8. Develop Genuine Confidence
Toxic workplaces impact our self-esteem and can create fear and anxiety. It takes work to believe in yourself again. Though there is no magic bullet for building confidence, you can start by writing down your values (what’s important to you in life? How do you want to behave?), true strengths, establishing career and personal goals, setting clear and healthy boundaries, and being kind to yourself.
9. Set Healthy Boundaries:
Communicate and maintain personal and professional boundaries to protect your mental health and well-being. Learn to say "no" when necessary and be clear about your expectations and limitations. By establishing these boundaries, you create a more balanced work environment that respects both your needs and those of your colleagues.
10. Celebrate Every Victory
Take time to acknowledge and appreciate your progress, no matter how small. Recognizing your achievements will boost your confidence and keep you motivated to continue working towards your goals.
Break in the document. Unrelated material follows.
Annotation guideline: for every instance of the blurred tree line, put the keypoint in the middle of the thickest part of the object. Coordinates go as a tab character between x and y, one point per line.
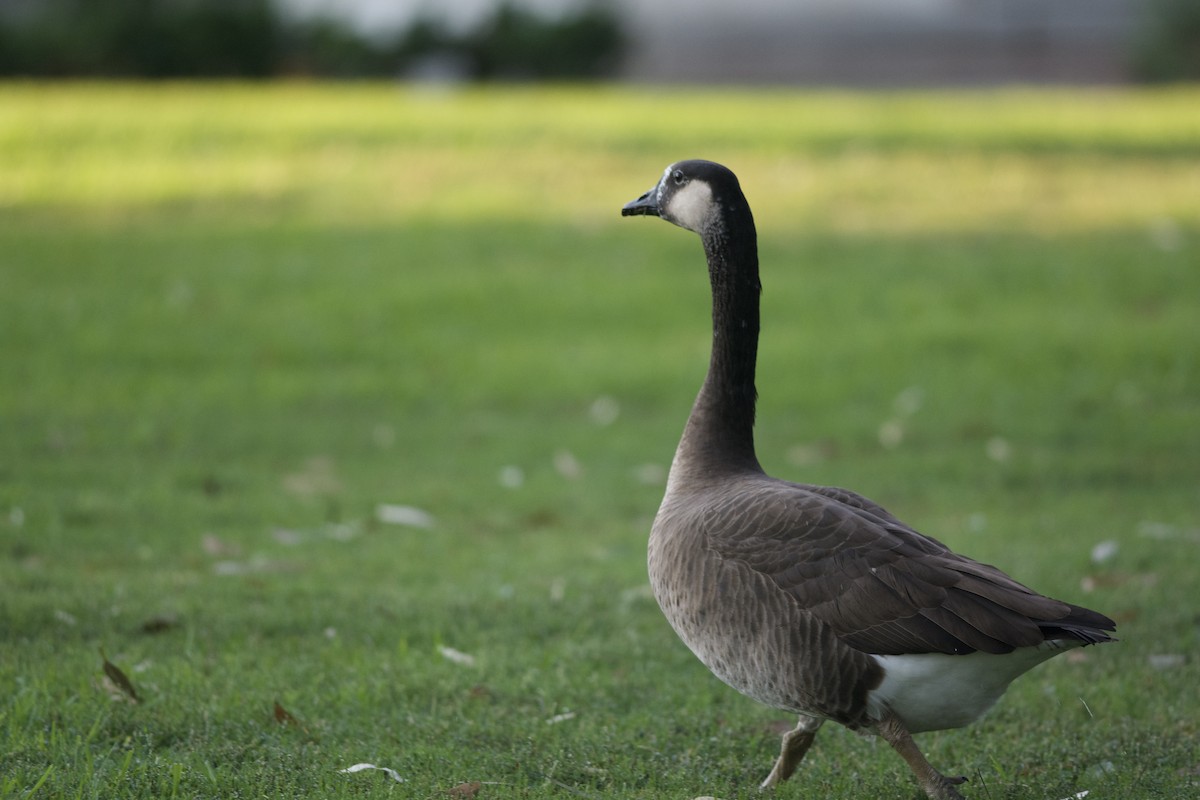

Share your wins with your support network and celebrate your growth together.
The bottom line
Recovering from the damage caused by harmful workplaces is a process, depending on the extent of the toxicity, how long you've worked there, and your exposure to the ugly stuff. Allow yourself time to heal. It takes courage to trust yourself and others again. As you work through it, focus on what you can control in the present moment - your choices and actions, how you show up, and what you bring to the team.